春節「村ガラ」再訪:山西省・博庄村、2024年の太鼓と銅鑼が鳴らす新しい鼓動 video poster
春節のたびに、中国本土・山西省の博庄(Bozhuang)村では、タクシー運転手やタイル職人、精肉業者らが日々の仕事道具を置き、太鼓と銅鑼(どら)に持ち替えます。2026年の春節シーズンを迎えるいま、村の一年最大の催しとされる「村ガラ(Village Gala)」で話題になった、2024年の“古いリズムに現代のひねり”を加えたパフォーマンスを振り返ります。
村の「ふだんの人」が主役になる夜
村ガラの面白さは、専門の舞台人ではなく、地域の「働く人」そのものが演者になるところにあります。タクシー運転手、タイル職人、精肉業者——役割も生活リズムも違う人たちが、春節という節目に合わせて同じ音を鳴らし、同じ場に立つ。その構図だけで、舞台が“特別な場所”から“みんなの場所”へと近づきます。
- 演者が「身近な誰か」だからこそ、見ている側も自分ごととして入りやすい
- 仕事の手つきとは別の、音の手つきが地域の記憶として残りやすい
- 年中行事が、共同作業として更新されていく
2024年パフォーマンスの核:「古いリズム × 現代のツイスト」
提供情報によれば、2024年の博庄村の演目は、古くからのリズムを下敷きにしつつ、現代的な“ひねり”を効かせた構成だったといいます。太鼓と銅鑼という伝統的な音色はそのままに、音の組み立て方や見せ方で「いまの祝祭」に寄せていく——そのバランス感覚が、村ガラを“懐かしい”だけで終わらせないポイントです。
「現代のツイスト」はどこに宿るのか
ここでいうツイストは、派手さの競争というより、古い型を壊し切らずに“動かす”工夫に近いものです。例えば、同じ打ち方でも間(ま)の取り方を変える、複数の音を重ねる順序を組み替える、場の熱量に合わせて加速・減速をつける。そうした細部の編集が、伝統音楽を「保存」ではなく「運用」へと引き寄せます。
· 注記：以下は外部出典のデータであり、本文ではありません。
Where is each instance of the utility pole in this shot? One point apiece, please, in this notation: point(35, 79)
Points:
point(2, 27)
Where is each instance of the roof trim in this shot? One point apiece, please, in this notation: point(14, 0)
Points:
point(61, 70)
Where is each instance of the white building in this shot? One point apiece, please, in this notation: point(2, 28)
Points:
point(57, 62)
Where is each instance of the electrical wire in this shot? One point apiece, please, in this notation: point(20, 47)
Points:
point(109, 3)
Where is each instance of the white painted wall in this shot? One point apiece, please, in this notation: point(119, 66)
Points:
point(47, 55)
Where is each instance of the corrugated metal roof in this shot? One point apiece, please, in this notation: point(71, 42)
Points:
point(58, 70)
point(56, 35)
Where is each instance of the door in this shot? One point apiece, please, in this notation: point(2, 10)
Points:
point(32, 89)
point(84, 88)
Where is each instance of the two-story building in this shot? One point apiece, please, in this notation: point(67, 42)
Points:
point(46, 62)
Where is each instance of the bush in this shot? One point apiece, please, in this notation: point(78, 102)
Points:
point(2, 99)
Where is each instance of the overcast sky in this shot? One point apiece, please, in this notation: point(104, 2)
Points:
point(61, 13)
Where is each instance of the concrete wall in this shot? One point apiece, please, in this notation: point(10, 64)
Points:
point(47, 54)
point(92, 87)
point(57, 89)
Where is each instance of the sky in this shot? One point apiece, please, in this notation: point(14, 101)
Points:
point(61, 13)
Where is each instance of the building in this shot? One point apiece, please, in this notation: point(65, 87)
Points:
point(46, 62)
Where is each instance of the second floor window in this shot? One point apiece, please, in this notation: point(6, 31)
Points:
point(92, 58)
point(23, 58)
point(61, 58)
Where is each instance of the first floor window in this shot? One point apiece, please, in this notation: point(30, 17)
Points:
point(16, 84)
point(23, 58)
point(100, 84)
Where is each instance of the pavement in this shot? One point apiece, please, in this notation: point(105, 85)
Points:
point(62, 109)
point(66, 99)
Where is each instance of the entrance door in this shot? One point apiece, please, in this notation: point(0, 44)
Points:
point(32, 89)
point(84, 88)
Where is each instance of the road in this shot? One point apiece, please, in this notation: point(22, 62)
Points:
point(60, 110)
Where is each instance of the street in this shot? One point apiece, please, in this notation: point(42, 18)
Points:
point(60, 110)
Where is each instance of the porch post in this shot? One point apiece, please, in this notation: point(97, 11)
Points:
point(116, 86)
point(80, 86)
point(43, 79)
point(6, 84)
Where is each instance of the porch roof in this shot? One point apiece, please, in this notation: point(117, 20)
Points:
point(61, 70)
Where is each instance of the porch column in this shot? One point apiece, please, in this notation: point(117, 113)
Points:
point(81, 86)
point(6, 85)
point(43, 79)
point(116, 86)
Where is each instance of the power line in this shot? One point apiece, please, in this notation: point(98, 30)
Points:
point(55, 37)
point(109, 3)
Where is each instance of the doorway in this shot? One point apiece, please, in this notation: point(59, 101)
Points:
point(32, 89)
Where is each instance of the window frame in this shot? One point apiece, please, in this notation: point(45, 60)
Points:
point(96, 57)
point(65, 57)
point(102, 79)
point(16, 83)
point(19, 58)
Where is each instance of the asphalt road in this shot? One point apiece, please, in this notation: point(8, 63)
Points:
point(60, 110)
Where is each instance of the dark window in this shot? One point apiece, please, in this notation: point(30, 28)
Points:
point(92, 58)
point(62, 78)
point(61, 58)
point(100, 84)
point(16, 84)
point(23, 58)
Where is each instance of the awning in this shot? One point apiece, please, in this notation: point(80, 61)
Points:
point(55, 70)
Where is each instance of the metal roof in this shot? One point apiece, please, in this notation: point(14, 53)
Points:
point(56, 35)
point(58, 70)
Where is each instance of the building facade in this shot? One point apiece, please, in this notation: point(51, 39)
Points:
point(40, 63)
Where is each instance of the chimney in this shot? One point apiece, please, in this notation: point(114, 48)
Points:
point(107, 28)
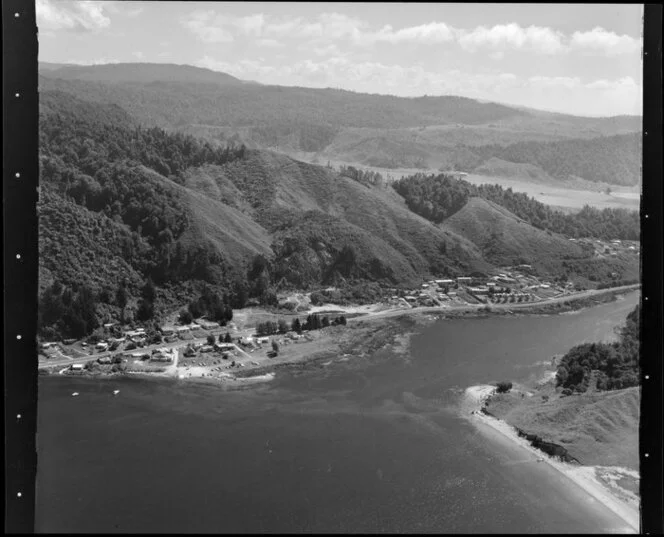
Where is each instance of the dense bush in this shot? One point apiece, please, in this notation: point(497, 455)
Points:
point(616, 365)
point(436, 198)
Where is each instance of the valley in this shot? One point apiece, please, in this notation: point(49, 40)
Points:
point(206, 232)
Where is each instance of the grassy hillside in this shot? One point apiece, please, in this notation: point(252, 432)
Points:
point(505, 239)
point(157, 214)
point(313, 213)
point(375, 130)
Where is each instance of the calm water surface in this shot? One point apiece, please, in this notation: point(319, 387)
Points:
point(368, 445)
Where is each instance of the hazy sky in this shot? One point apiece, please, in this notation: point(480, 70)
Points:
point(574, 58)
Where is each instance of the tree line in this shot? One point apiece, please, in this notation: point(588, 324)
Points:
point(312, 322)
point(616, 365)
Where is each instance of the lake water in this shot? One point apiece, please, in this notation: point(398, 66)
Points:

古いリズムは、残すだけでは残らない。鳴らし方が変わることで、次の春節に届く。
「一年最大のイベント」が映す、地域の時間の使い方
村ガラが「一年最大のイベント」と語られる背景には、春節が単なる連休ではなく、人の移動や再会、区切り直しのタイミングになりやすいことがあります。仕事で分断されがちな日常に対して、音と場が一時的に“同期”をつくる。そこに村ガラの役割があるように見えます。
見返すと見えてくる、祝祭の静かな更新
2024年の博庄村のパフォーマンスが示したのは、「昔のまま」でも「新しければ何でも」でもない第三の道でした。太鼓と銅鑼の古い響きを土台にしながら、いまの観客の呼吸に合わせて組み替える。その小さな更新が積み重なるとき、村の春節は毎年“同じ”でありながら、少しずつ“別の年”になっていきます。